Nafisa was a member in a national working group formed by the Ministry of Education and Culture to promote the integration of immigrants in Finland (2018–2019). She is one of the distinguished members of the Asylum, Migration and Integration Fund (AMIF) follow-up committee hosted by the Ministry of the Interior. She is also the chairperson of the Lapland Ethnic Advisory Board of the ELY Centre, and a member of the national Ethnic Advisory Board run by the Ministry of Justice.
— We need immigrants in Finland and in Europe. People are starting to believe in us, and we have gained more respect. We contribute to the society in many ways, not only by working and paying taxes but also by sharing our expertise and through our social and political engagement.
Nafisa is very honoured to have been nominated as the Academic of the Year as the first researcher from the University of Lapland. She has also received other awards. In 2015, the Advisory Board for Ethnic Relations ETNO of the Ministry of Justice granted her a special mention for advancing good ethnic relations and promoting non-discrimination. In 2016, she received the ‘Voice of Immigrant’ cultural achievement award from the Municipality of Rovaniemi on behalf of the Arctic Immigrants Association (AMA). As the founder and chair of AMA, Nafisa was also granted an award by the Lapland Regional Organization Advisory Board in 2017.
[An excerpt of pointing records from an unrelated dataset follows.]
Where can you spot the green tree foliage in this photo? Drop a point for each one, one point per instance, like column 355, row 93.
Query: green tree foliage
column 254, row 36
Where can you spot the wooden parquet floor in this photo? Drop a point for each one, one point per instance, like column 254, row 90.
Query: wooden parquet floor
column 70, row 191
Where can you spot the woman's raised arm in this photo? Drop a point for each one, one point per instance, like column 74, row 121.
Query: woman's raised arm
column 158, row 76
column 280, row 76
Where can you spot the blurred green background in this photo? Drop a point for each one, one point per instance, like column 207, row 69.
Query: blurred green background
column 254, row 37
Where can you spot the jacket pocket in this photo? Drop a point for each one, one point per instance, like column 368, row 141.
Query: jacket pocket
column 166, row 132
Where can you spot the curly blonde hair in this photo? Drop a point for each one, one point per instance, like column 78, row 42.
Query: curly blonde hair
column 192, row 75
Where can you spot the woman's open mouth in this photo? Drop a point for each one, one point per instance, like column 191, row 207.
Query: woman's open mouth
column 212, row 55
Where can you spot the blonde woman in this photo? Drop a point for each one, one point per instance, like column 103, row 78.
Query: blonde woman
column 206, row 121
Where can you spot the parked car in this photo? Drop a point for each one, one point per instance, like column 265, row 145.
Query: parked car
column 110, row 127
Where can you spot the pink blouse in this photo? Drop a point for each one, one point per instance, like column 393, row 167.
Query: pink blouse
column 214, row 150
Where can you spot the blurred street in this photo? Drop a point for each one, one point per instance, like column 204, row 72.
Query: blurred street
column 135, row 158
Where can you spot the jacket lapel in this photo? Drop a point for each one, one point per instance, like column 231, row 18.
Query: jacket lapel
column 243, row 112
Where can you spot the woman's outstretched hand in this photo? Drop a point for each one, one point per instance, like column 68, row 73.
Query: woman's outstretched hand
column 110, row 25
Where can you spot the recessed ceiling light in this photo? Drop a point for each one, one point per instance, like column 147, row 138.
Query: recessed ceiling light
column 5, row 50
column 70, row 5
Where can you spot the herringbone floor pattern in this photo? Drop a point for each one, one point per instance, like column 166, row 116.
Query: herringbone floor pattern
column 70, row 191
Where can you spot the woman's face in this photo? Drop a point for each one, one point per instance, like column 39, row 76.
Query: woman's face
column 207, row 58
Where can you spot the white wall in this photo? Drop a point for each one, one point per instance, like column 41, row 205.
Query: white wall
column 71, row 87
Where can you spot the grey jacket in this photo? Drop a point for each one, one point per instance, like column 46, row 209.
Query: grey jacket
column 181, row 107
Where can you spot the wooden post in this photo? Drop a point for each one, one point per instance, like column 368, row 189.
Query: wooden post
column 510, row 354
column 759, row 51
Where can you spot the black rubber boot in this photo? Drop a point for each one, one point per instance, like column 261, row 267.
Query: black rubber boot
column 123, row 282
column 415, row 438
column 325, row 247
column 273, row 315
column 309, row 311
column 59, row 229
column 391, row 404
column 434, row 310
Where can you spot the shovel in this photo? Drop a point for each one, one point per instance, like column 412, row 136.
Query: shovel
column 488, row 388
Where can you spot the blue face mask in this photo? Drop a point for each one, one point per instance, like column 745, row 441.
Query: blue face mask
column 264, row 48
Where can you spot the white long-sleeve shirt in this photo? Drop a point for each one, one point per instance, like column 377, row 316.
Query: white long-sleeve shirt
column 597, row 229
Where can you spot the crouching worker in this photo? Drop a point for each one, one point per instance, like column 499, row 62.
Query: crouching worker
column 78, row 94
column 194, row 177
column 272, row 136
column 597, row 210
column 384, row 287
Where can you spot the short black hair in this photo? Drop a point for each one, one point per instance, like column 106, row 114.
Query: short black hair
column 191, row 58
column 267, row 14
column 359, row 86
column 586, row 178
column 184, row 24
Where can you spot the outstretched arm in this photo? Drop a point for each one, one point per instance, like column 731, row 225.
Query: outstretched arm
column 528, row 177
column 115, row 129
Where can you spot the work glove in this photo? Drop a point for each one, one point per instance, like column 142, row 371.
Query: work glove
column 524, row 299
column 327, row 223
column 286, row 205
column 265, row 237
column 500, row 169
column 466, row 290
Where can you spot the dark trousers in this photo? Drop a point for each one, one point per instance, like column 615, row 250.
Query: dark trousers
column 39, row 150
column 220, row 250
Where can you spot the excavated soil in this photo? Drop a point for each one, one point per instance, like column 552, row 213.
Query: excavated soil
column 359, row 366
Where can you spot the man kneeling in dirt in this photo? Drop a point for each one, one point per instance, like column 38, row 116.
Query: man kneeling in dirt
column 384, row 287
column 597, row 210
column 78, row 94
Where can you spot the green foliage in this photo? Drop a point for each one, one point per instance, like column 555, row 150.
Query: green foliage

— It feels nice to get recognition for one’s work. I also try to credit other people for their efforts as I know how encouraging it is. Feeling valued and appreciated inspires people to do more. Whatever we do, in whatever field, we should respect one another.
Dr. Nafisa Yeasmin works as a project manager at the Arctic Centre of the University of Lapland in Rovaniemi. Before coming to Finland, she studied at the University of Rajshahi in Bangladesh from where she graduated as a Master of Law in 2001. She moved to Arctic Lapland with her two small children when her husband started his work at the University of Lapland in 2006.